Here is a Go implementation using errgroup for concurrency control:
package main
import (
"context"
"fmt"
"time"
"github.com/purecloudlabs/gensys-cloud-go-client/platformclientv2"
"golang.org/x/sync/errgroup"
)
func queryAnalyticsChunks(ctx context.Context, client *platformclientv2.ApiClient) error {
start := time.Date(2023, 10, 1, 0, 0, 0, 0, time.UTC)
end := time.Date(2023, 12, 30, 23, 59, 59, 999, time.UTC)
// Chunk size: 14 days
chunkDuration := 14 * 24 * time.Hour
var g errgroup.Group
g.SetLimit(3) // Max 3 concurrent requests to avoid 429s
for current := start; current.Before(end); current = current.Add(chunkDuration) {
chunkEnd := current.Add(chunkDuration)
if chunkEnd.After(end) {
chunkEnd = end
}
startCopy := current
endCopy := chunkEnd
g.Go(func() error {
body := platformclientv2.Conversationqueryrequest{
DateFrom: &startCopy,
DateTo: &endCopy,
GroupBy: []string{"conversationId"},
}
// Execute API call
resp, _, err := client.AnalyticsApi.PostAnalyticsConversationsQueries(body).Execute()
if err != nil {
return fmt.Errorf("chunk %s-%s failed: %w", startCopy, endCopy, err)
}
// Process resp here
return nil
})
}
return g.Wait()
}
This approach ensures each request stays within size limits while leveraging Go’s concurrency for speed.
If I remember correctly… the 413 isn’t just about response size. It hits the request body limit if you include too many group_by fields or complex aggregations in a single shot. Even with chunking, your initial payload structure matters.

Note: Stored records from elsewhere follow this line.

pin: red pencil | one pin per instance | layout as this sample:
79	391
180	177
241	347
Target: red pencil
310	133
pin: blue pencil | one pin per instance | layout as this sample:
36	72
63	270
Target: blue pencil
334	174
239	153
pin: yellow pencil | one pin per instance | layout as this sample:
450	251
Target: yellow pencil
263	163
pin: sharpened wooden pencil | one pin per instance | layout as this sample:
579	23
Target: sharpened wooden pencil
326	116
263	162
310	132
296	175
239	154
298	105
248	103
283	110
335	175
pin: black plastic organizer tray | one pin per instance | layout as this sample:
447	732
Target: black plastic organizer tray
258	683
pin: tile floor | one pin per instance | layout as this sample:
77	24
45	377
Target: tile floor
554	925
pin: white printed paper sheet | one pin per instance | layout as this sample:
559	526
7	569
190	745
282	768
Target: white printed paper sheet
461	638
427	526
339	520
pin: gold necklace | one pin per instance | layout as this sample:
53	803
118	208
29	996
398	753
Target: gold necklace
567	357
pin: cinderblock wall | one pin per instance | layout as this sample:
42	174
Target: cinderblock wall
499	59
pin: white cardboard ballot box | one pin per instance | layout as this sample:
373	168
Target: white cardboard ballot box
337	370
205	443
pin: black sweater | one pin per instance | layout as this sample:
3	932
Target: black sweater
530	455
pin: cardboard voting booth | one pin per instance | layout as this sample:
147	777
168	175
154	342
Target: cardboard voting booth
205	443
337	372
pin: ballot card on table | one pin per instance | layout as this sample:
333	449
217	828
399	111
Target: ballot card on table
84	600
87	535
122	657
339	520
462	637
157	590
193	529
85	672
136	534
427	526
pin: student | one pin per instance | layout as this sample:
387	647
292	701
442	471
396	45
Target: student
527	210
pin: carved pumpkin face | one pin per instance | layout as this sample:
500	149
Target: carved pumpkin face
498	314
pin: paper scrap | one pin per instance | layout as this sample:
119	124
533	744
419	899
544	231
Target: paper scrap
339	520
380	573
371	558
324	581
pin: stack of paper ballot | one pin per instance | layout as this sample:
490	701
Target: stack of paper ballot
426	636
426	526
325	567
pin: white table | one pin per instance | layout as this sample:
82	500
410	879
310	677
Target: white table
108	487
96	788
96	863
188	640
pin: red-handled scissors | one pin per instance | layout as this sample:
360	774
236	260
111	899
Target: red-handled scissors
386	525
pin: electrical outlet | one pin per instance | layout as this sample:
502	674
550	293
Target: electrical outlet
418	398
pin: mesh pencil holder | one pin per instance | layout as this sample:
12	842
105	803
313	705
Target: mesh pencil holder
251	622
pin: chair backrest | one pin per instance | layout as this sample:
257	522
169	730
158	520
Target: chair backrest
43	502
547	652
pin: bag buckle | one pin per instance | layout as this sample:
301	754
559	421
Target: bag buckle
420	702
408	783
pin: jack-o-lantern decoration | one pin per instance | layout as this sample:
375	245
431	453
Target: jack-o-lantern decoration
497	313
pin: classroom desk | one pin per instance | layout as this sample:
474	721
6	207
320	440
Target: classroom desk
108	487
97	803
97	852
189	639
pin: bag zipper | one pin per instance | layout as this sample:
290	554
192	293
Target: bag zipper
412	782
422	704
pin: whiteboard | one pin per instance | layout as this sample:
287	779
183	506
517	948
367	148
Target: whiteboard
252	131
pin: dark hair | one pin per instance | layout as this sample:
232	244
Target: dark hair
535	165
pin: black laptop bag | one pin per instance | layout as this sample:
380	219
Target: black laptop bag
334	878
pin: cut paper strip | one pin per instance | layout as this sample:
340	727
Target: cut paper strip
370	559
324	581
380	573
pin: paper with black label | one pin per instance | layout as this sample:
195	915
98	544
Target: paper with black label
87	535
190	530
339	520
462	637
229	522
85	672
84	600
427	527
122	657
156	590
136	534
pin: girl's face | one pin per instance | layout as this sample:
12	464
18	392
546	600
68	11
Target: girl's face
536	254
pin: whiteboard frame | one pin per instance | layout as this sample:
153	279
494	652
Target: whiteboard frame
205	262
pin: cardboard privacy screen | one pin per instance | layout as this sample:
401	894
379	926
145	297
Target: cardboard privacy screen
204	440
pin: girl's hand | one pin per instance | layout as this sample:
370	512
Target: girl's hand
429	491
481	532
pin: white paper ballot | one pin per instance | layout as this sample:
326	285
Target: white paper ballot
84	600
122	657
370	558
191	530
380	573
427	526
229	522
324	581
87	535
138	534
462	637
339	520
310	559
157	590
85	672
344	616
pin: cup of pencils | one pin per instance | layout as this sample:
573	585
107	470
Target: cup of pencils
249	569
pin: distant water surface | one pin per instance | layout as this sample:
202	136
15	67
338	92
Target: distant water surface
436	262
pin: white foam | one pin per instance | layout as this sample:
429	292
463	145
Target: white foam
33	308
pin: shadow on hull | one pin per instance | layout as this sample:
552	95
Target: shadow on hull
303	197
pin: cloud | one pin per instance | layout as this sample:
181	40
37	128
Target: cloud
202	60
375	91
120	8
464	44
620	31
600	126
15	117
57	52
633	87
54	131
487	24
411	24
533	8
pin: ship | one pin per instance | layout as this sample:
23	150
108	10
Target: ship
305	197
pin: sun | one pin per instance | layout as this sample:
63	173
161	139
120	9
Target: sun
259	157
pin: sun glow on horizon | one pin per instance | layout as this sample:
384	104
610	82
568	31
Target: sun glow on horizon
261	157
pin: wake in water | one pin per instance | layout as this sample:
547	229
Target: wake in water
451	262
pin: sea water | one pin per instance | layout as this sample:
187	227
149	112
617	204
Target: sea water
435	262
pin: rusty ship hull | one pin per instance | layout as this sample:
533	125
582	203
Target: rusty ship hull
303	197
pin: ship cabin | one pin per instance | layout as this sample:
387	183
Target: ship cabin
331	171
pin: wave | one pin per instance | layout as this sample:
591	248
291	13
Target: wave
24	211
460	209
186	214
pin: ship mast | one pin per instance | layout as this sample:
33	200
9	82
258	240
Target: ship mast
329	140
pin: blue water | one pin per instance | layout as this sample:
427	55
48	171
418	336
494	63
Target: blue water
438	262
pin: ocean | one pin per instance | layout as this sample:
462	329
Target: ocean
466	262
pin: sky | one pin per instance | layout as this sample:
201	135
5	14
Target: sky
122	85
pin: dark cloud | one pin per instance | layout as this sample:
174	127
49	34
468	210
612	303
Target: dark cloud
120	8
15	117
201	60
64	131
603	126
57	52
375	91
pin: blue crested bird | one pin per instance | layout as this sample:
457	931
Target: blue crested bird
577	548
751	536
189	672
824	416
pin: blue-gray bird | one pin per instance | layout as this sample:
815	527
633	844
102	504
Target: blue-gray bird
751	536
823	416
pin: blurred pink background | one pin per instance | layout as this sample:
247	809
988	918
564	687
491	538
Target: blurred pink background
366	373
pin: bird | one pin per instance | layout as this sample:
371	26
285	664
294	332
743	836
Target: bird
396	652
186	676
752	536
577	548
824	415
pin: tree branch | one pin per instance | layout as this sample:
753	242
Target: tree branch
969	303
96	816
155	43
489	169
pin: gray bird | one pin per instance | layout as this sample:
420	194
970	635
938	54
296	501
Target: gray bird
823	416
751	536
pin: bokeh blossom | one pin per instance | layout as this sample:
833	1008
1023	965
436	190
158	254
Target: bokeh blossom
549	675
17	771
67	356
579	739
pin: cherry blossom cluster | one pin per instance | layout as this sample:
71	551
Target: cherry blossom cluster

The suggestion above about date intervals is solid, but you must also limit the group_by dimensions. Using conversationId alone creates massive cardinality. Reduce it to skill or queue first.
Here is the Python SDK pattern for safe chunking. I learned this the hard way during onboarding.
from platformclientv2 import AnalyticsApi
from datetime import datetime, timedelta
analytics = AnalyticsApi()
start = datetime.fromisoformat("2023-10-01T00:00:00+00:00")
end = datetime.fromisoformat("2023-12-30T23:59:59+00:00")
chunk_size = timedelta(days=7)
current = start
while current < end:
chunk_end = min(current + chunk_size, end)
# Minimal payload to avoid 413 on request body
query = {
"date_from": current.isoformat(),
"date_to": chunk_end.isoformat(),
"group_by": ["queue"] # Avoid conversationId for initial checks
}
analytics.post_conversations_queries(body=query)
current += chunk_size
Always check the X-RateLimit-Remaining header too. Python SDK handles retries, but not smartly for 413s.
My usual workaround is to dropping the conversationId grouping entirely for broad date ranges; the cardinality explodes the response buffer before the query even completes. Use /api/v2/analytics/conversations/summaries instead of the detail endpoint. Summaries aggregate counts and metrics without returning individual record payloads, keeping the response well under the 413 threshold.
- Switch endpoint to
summaries to avoid detail-level payload bloat.
- Reduce
group_by to low-cardinality fields like queue or skill.
- Keep date intervals under 14 days to ensure stable token pagination.
- Verify
cons:read scope on your OAuth token to prevent silent auth drops.
{
"date_from": "2023-10-01T00:00:00.000Z",
"date_to": "2023-10-15T23:59:59.999Z",
"group_by": ["queue"],
"metrics": ["conversation.handled.count"]
}
Run this against the summaries endpoint. If you still hit limits, split the 90-day window into seven-day chunks and process them sequentially. The detail endpoint is strictly for small, targeted lookups, not bulk analytics.